Question

If $y=1+\frac{1}{x}+\frac{1}{x^2}+\frac{1}{x^3}+\dots .\infty$ with $\left|x\right|>1$, then $\frac{dy}{dx}$ is equal to:

• A. $\frac{x^2}{y^2}$
• B. $x^2{y}^2$
• C. $\frac{y^2}{x^2}$
• D. $\frac{-y^2}{x^2}$

Answer 1

The correct option is D

$\frac{-y^2}{x^2}$

Explanation for the correct option.

Step 1: Simplify the given equation.

$1+\frac{1}{x}+\frac{1}{x^2}+\frac{1}{x^3}+\dots .\infty$ are in infinite G.P, where $a=1\mathrm{and}r=\frac{1}{x}$.

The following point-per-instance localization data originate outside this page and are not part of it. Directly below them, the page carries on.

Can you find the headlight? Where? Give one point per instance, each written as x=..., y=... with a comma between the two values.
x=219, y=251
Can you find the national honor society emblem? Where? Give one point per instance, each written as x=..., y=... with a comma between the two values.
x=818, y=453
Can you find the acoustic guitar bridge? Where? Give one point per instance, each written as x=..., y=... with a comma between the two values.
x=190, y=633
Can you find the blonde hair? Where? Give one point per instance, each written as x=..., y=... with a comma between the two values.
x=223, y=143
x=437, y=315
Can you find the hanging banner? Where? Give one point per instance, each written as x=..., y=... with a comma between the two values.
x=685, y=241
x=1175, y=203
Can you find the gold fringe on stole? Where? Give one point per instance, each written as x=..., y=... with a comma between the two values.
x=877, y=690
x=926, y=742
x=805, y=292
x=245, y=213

Sum of infinite terms of G.P $=\frac{a}{1-r}$.

So,

$\begin{array}{rcl}y& =& \frac{1}{1-{\displaystyle \frac{1}{x}}}\\ & =& \frac{x}{x-1}.....\left(1\right)\end{array}$

Step 2: Find $\frac{dy}{dx}$.

By differentiating w.r.t $x$, we get

$\begin{array}{rcl}\frac{dy}{dx}& =& \frac{\left(x-1\right)\left(1\right)-\left(x\right)\left(1\right)}{{\left(x-1\right)}^2}\\ & =& \frac{x-1-x}{{\left(x-1\right)}^2}\\ & =& \frac{-1}{{\left(x-1\right)}^2}\\ & =& \frac{-1}{{\left({\displaystyle \frac{x}{y}}\right)}^2}\left[\mathrm{from}\left(1\right)\right]\\ & =& \frac{-y^2}{x^2}\end{array}$

Hence, option D is correct.